I run an import job to import records in that table. The records are in the order of several thousands to even million. The performance of import is slow so when I use the SQL server Query Store to analyze queries fired on the database, I see that the select next value from the sequence is getting executed as many times as the number of records to be imported plus there are some more supporting queries related to sequence which are getting executed as many times as well.

I guess this is one of the reasons the import job is slow.

  • Are there any ways to optimize this?
  • Will using an application generated identifier (and avoiding database sequence generator) improve the performance of import job?

#2

For SQL Server, the IDENTITY generator will be used by the native id generator as explained in this article.

Switch to SEQUENCE generator and use the pooled optimizer.

Check out this article about how to control the Persistence Context size as well as the transaction length as well, which can help you speed up your batch processing task.


#3

Thanks Vlad… regarding my 2nd question: will generating an identifier through application will also help?

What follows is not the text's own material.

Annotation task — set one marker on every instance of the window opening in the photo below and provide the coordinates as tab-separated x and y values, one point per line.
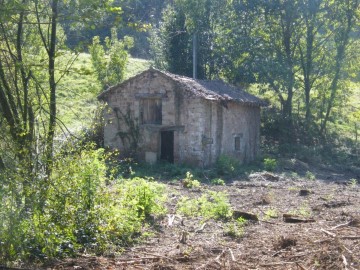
151	111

I guess that will be the most optimized alternative.


#4

That’s a bad idea because:

  • the DB sequence generator can be used concurrently by both your application threads and the DB admin as well. If you use an app-generated sequence, the DBA will not know what’s the next available ID.
  • the DB sequence uses lightweight locks, so generating a new sequence value is very fast and the pooled optimizer speeds that up even more.
  • if you use a UUID, it will require more space, hence the indexes will take more memory and that will affect the clustered index as well, which is the typical way of organizing a table in SQL Server.

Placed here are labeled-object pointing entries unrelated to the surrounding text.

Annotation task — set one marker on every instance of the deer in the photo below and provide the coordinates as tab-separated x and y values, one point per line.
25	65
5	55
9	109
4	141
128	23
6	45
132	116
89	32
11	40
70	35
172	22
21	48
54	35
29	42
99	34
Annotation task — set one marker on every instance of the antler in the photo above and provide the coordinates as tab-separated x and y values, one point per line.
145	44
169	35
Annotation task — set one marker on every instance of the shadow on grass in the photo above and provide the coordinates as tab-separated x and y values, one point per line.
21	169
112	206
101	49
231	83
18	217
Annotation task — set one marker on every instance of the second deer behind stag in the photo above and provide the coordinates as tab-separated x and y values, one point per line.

Therefore, use a DB sequence as it’s much better from a performance perspective.


#5

Is the DB SEQUENCE generator supported by every DB?
at least, the databases supported by the product are SQL Server, Oracle, PostgreSQL and recently MySQL support is being added in current release.


#6

Sequence is supported by all DBs but MySQL. For MySQL, you can define the Ids via orm.xml as explained in this article.


#7

For SQL Server, the IDENTITY generator will be used by the native id generator as explained in [this article ]

Thanks Vlad… by the way, I am confused a bit… the generator class above is ‘native’ however there is a param with name sequence named as PimContact_seq which is getting queried by SQL server before each insert, see below query from SQL server Query Store:

select next value for PimContact_seq as seq

so is this IDENTITY generator or the SEQUENCE generator? From above query, this seems Sequence generator itself.


#8

The Dialect#getNativeIdentifierGeneratorStrategy looks as follows:

public String getNativeIdentifierGeneratorStrategy() {
	if ( getIdentityColumnSupport().supportsIdentityColumns() ) {
		return "identity";
	}
	else {
		return "sequence";
	}
}

Therefore, it’s not clear why it’s picking up sequence on SQL Server in your case, but you can debug it and find out why.


#9

Anyway, so essentially it’s the Sequence generator that is getting used. Hence, it must be taking advantage of hibernate JDBC batching already right?

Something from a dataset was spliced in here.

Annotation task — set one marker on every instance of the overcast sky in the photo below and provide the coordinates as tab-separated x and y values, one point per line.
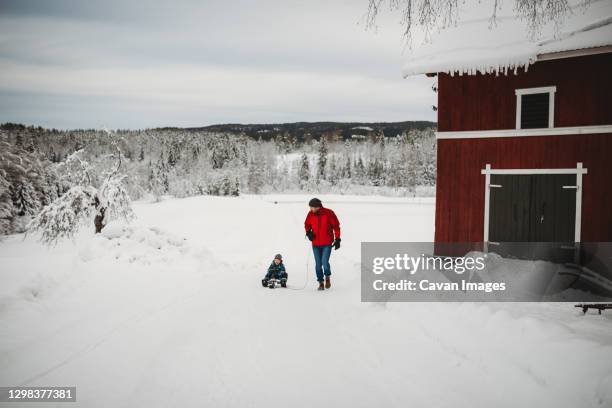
136	64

Currently hibernate.jdbc.batch_size is set to 30 but it could be tuned for better performance or 30 is the standard number that all applications should use?


#10

Anyway, so essentially it’s the Sequence generator that is getting used. Hence, it must be taking advantage of hibernate JDBC batching already right?

It shouldn’t. That’s why you need to debug it and see exactly what identifier it picks, or just log the queries and you will understand.

Currently hibernate.jdbc.batch_size is set to 30 but it could be tuned for better performance or 30 is the standard number that all applications should use?

There’s no standard number. You need to measure your application to find the right size for your use case.